Un peu plus loin, les deux zigotos de la veille faisaient face à un mur d'os et semblaient en pleine discussion politique avec la tête d'un illustre inconnu. J'ignorai ce qui se disait, mais à en juger par leur intervention de la veille, ce devait être quelque chose du genre : « Soutenez notre Saigneur et Maître Gutulgu, bains d'eau salée pour tous et funérailles gratuites ensuite. »
Enat avait également repéré les abrutis et leva une main à son visage pour pouffer discrètement.
— Eh bien, ils sont vraiment motivés, ces deux-là... marmonna-t-elle.
Je décidai de les ignorer dans l'espoir qu'ils ne nous voient pas, mais Zigoto numéro un tourna la tête au moment exact où nous passions derrière lui. Il se courba respectueusement et donna un coup de coude à son comparse. Ce dernier cessa de fixer la lampe au plafond et fit une courbette à un empilement de fémurs.
Enat leur retourna leur salut en retenant un rire et je pressai le pas. Erin nous attendait un peu plus loin. Ses yeux passaient des deux ahuris à nous.
— C'est qui ceux-là ? Qu'est-ce qu'ils font ici ?
— Ils... discutent avec les squelettes, je crois... répondit ma femme en retenant un nouvel éclat de rire.
Erin les contempla comme les fous qu'ils étaient, haussa les épaules et reprit sa route. Nous la suivîmes en silence.
Je me plongeai dans mes pensées. Quelque chose me paraissait étrange.
Pourquoi les zigotos n'avaient-ils commencé à distribuer leurs prospectus qu'à la moitié du parcours ? Était-ce pour échapper à la vigilance d'éventuels gardes ? Ils ne semblaient pourtant pas vraiment du genre à se soucier d'un tel problème... Ou alors... Avaient-ils rejoint les catacombes autrement que par l'entrée principale ?

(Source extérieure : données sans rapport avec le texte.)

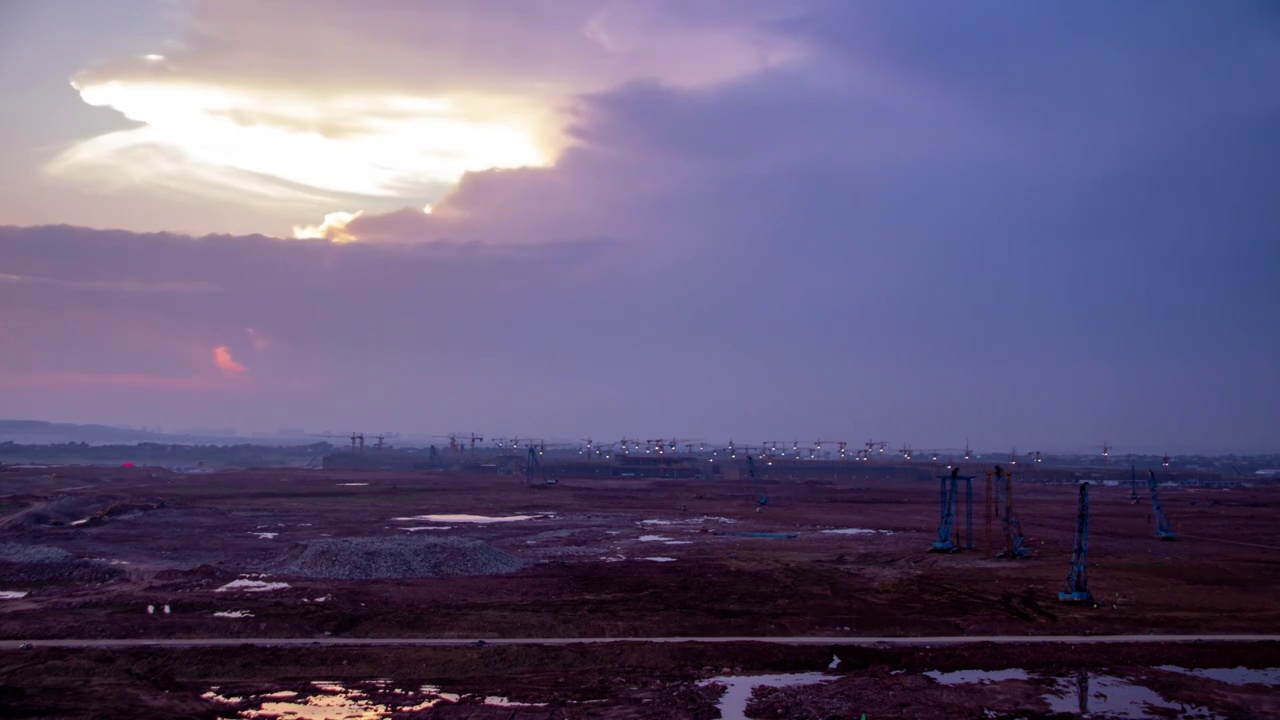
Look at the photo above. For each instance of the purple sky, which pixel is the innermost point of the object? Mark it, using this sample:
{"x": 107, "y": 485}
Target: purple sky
{"x": 1042, "y": 226}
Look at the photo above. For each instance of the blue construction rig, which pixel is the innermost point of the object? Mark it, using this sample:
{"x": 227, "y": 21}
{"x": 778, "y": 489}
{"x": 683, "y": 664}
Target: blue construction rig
{"x": 762, "y": 497}
{"x": 1077, "y": 580}
{"x": 949, "y": 492}
{"x": 1164, "y": 529}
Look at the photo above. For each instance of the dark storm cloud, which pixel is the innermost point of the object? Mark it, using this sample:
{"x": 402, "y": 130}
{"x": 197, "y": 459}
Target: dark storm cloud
{"x": 1028, "y": 224}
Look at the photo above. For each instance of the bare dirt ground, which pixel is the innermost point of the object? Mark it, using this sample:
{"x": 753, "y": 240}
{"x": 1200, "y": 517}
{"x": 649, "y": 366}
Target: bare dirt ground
{"x": 147, "y": 537}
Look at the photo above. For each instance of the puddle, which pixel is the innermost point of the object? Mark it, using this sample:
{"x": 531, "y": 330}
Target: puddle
{"x": 688, "y": 522}
{"x": 1234, "y": 675}
{"x": 982, "y": 677}
{"x": 252, "y": 586}
{"x": 470, "y": 518}
{"x": 1115, "y": 697}
{"x": 507, "y": 702}
{"x": 732, "y": 703}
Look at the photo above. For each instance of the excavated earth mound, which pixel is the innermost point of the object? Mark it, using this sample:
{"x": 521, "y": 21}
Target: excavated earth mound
{"x": 394, "y": 556}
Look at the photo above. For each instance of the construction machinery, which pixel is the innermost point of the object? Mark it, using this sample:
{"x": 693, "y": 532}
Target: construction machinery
{"x": 949, "y": 487}
{"x": 762, "y": 499}
{"x": 1011, "y": 528}
{"x": 1164, "y": 529}
{"x": 1077, "y": 579}
{"x": 949, "y": 536}
{"x": 534, "y": 466}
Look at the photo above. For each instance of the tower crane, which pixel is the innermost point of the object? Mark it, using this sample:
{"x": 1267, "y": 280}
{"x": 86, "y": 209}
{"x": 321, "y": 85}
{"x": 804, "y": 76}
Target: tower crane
{"x": 762, "y": 499}
{"x": 1077, "y": 580}
{"x": 357, "y": 440}
{"x": 1164, "y": 529}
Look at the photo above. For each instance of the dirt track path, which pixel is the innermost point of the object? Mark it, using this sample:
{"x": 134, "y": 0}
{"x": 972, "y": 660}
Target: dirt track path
{"x": 821, "y": 641}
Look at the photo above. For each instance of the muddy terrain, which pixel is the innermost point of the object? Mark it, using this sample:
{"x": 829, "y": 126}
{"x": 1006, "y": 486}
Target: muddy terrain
{"x": 141, "y": 552}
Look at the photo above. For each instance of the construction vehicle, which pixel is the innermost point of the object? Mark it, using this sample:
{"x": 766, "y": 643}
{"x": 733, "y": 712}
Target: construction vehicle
{"x": 534, "y": 466}
{"x": 1077, "y": 579}
{"x": 762, "y": 499}
{"x": 947, "y": 492}
{"x": 1164, "y": 529}
{"x": 1015, "y": 542}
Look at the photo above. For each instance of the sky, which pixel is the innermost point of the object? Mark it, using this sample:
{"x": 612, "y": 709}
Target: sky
{"x": 1042, "y": 226}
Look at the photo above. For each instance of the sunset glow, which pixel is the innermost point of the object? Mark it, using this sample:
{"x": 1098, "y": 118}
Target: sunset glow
{"x": 306, "y": 144}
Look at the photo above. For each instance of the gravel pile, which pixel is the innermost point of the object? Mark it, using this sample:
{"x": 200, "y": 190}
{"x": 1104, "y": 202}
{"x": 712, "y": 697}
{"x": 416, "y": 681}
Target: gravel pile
{"x": 400, "y": 556}
{"x": 42, "y": 563}
{"x": 14, "y": 552}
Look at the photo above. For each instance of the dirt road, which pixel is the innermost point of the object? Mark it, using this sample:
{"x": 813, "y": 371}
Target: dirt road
{"x": 790, "y": 641}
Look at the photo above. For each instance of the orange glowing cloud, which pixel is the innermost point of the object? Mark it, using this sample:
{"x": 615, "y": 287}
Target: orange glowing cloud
{"x": 227, "y": 363}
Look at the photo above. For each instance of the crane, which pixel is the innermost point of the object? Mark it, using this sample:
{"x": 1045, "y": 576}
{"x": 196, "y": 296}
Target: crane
{"x": 357, "y": 440}
{"x": 1077, "y": 580}
{"x": 534, "y": 465}
{"x": 947, "y": 492}
{"x": 762, "y": 499}
{"x": 1015, "y": 543}
{"x": 1164, "y": 531}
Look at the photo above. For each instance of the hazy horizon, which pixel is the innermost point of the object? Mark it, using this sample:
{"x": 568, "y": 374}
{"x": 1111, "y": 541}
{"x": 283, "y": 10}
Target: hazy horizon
{"x": 1029, "y": 226}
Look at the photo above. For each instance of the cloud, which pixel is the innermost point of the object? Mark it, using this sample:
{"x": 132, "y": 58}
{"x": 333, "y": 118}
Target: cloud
{"x": 227, "y": 363}
{"x": 114, "y": 286}
{"x": 876, "y": 236}
{"x": 247, "y": 105}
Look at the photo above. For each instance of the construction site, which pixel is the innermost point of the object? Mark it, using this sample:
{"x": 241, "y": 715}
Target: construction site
{"x": 529, "y": 579}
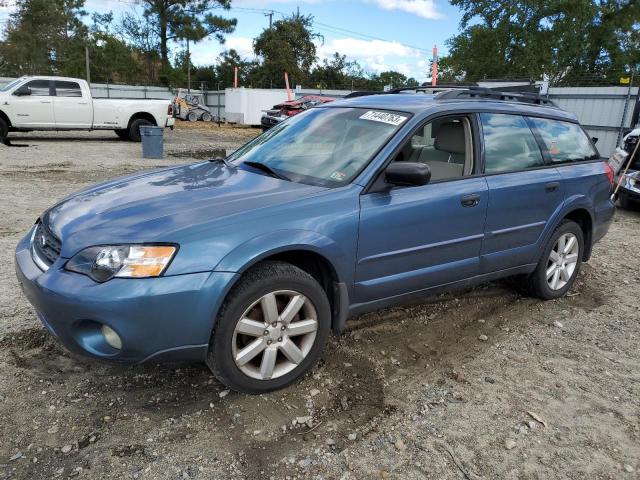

Le tunnel obscur scellé par la grille me revint en tête et un nouveau frisson me parcourut. Je repoussai rapidement cette idée. Après tout, mobiliser mes capacités mentales pour essayer de suivre le raisonnement illogique de dégénérés pareils était une perte de ressources et de temps.
Il n'empêche que l'énorme soupir de soulagement que je poussai une fois à la surface m'attira un regard apitoyé de ma fille.